Perspectives

Even those of us not directly responsible for communications have much to gain from a strategic understanding of how to frame our issue to build public understanding and support.

Communication Matters - Framing Social Issues for Public Understanding and Support

Diane Benjamin is FrameWorks' Deputy Director for Field Practice and a long-time collaborator with the Institute on framing messages for front-line advocacy. Her areas of expertise include message framing on issues related to public health and child and family well-being. Previously, she led outreach for the Maternal and Child Health Training Program at the University of Minnesota (U of M) and directed KIDS COUNT at the Children's Defense Fund-MN. She holds a Masters degree in Community Health Education from the U of M.

Communication matters. Those of us concerned about social problems know that the way we communicate about our issue can help to place it on the public agenda, prime people for action, expand our constituencies — and more. Or the way we communicate can trigger negative attitudes, disperse accountability, fail to define our issue as worthy of public attention. No one is off the hook when it comes to communication. Even those of us not directly responsible for communications have much to gain from a strategic understanding of how to frame our issue to build public understanding and support.

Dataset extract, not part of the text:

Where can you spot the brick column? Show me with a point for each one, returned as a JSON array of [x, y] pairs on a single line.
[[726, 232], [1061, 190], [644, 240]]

The FrameWorks Institute helps those involved in social movements figure out what type of communication works. Our approach is based on research about how people think. For example, it’s tempting to think of the people we want to reach as empty fishbowls, eagerly waiting to receive the messages we drop in. But we know from research that people’s minds are a swamp of hypotheses and understandings about how the world works. These “schemata,” based on prior knowledge, experience and expectation, guide perception and inference and are activated when confronted with new information.

The research tells us that people tend to move toward schema-consistent information and away from schema-disconfirming information. It also tells us that schemata are stubborn and deeply rooted. What does this research mean for us? It means that people are not blank slates. They try to fit what we say into what they already know. Getting them to think differently can be very challenging. Entrenched attitudes and ideas can’t be dislodged with one sound bite and often persist even in the face of evidence to the contrary.